Neumann, T, Miller, M, Esser, S, Gerken, G, Erbel, R
Zeitschrift fur Kardiologie. 2002;(11):879-88
Abstract
Worldwide, human immunodeficiency virus (HIV) infection is one of the main health subjects. Even, the human immunodeficiency virus primarily effects the immune system, HIV infection also has an impact on other organs. Cardiovascular manifestations in HIV-infected patients could occur by the HI-virus itself or by opportunistic infections.
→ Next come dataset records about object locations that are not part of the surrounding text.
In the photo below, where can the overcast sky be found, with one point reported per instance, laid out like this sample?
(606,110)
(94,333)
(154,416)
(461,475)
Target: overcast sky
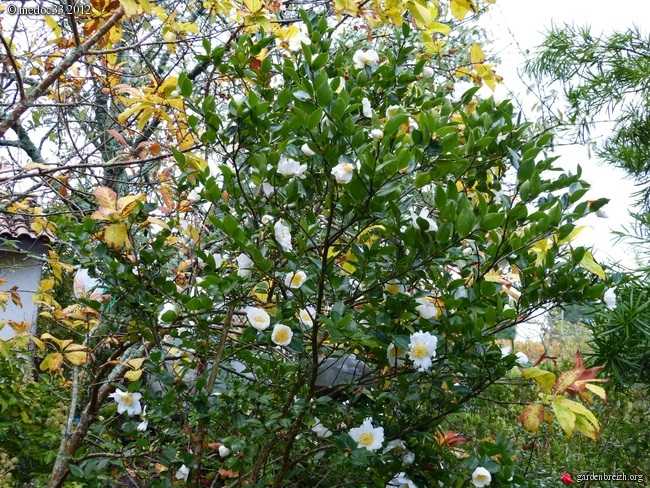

Reports of myocardial infarction in young HIV-infected patients, who received protease inhibitors, have raised concerns about premature arteriosclerosis and coronary artery disease in this population. In the pre-protease inhibitor era, autopsy reports were the first to describe an association between coronary artery disease and HIV infection. Long-term antiretroviral therapy, including protease inhibitors, significantly reduced mortality, morbidity and revolutionized the care of HIV-infected patients. However, class-specific metabolic side effects, such as elevated total cholesterol and triglyceride levels and insulin resistance, have been described. These metabolic alterations of antiretroviral therapy impair the cardiovascular risk profile of HIV-infected patients. Even epidemiological studies found no significant effect of antiretroviral treatment type on coronary heart disease or myocardial infarction, an increase of arteriosclerosis in HIV-infected patients is suspected. Recent results of autopsy studies and analyses of endothelial function in patients with HIV infection described an effect of HIV and antiretroviral therapy on premature arteriosclerosis. The present article gives an overview about arteriosclerosis and coronary events in HIV-infected patients and the impact of antiretroviral therapy.